The Moon is a Harsh Mistress, Robert Heinlein circa 1966

Hi readers.  Thanks for coming by.

Just when you think the early work of RAH is bogging itself down in frozen-in-time anachronisms he drops a mickey into your martini.  Moon is a Harsh Mistress is one such.

Suddenly he’s taking a close look at political revolutions, at the institutions of marriage, at the relationships between men and women [and why they become what they become], why revolutions don’t work usually, and how to prevent them from becoming what revolutions invariably become.  He throws in a quickie about how you can always, always come out ahead betting the horses.  And an imaginary penal colony on the moon, several generations later when the prisoners are only a tiny percentage of a population composed mainly of the descendants of prisoners.

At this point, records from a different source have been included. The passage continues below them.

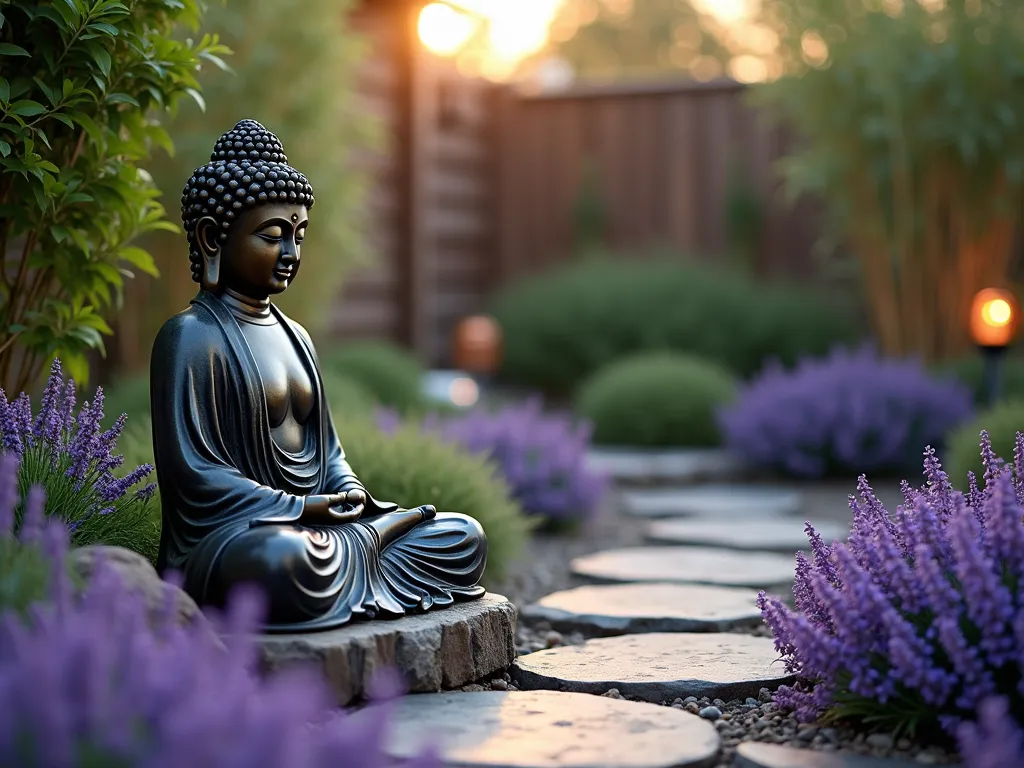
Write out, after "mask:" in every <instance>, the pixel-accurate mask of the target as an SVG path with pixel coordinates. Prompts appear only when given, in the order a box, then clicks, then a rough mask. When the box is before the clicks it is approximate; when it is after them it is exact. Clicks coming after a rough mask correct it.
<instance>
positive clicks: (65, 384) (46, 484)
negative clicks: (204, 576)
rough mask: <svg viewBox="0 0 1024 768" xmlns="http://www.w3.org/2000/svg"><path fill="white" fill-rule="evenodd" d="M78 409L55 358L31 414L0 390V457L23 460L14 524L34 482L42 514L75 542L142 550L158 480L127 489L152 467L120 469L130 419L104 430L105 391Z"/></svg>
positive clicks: (70, 381) (149, 545) (24, 401)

A society where males outnumber females 10 to 1, where the earth is on the brink of starvation and depends heavily on the labors of the Luna population for wheat production, crops catapulted to the earth surface to land in the Indian Ocean.  Depleting inevitably the water-ice reservoirs on the moon with no attempt to replace, even pay for the labors of folks who physically will never be able to ‘return’ to earth.

This was a great read in 1966, the first time I read it.  2013 I read it again, and aside from pickypickypicky details, it’s still a great read. 

Sheeze, catapults on the moon hurling rocks down the gravity well turning out the equivalents of H-bomb explosions after the earth governments dig in their heels and bomb moon colonies as an alternative to replacing the water required to grow the wheat.  A computer gone intelligent.  Marriages lasting 150 years through dozens of multiple-husbands and wives, always being replaced when one dies. 

I’d rank it one hell of a lot better than Stranger in a Strange Land.